Accurately predicting oil prices is a challenging task since its complex fluctuation characteristics. This paper innovatively introduces the “metabolism” mechanism and sliding window technology and proposes a dynamic time-varying weight ensemble prediction model with multi-objective programming to ameliorate the oil price's prediction performance. This paper first adopts the random forest to select and generate the best feature sets. Second, different individual models are selected to build a heterogeneous ensemble prediction framework. Then, a multi-objective weight generation model is established by considering horizontal and directional accuracy. Moreover, the nondominated sorting genetic algorithm-II is utilized to compute the prediction errors of a single model at different stages and achieve model optimization selection and ensemble weight generation. Finally, we take Brent and WTI oil prices as the prediction objects to verify the effectiveness and superiority of the proposed model.
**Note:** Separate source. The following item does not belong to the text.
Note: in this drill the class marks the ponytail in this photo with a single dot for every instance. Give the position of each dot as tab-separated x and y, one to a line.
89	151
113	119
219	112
The experimental results reveal that the dynamic time-varying weight ensemble forecasting model has excellent prediction capability for oil prices and can become an effective forecasting tool.

Suggested Citation

  • Hao, Jun & Feng, Qianqian & Yuan, Jiaxin & Sun, Xiaolei & Li, Jianping, 2022. "A dynamic ensemble learning with multi-objective optimization for oil prices prediction," Resources Policy, Elsevier, vol. 79(C).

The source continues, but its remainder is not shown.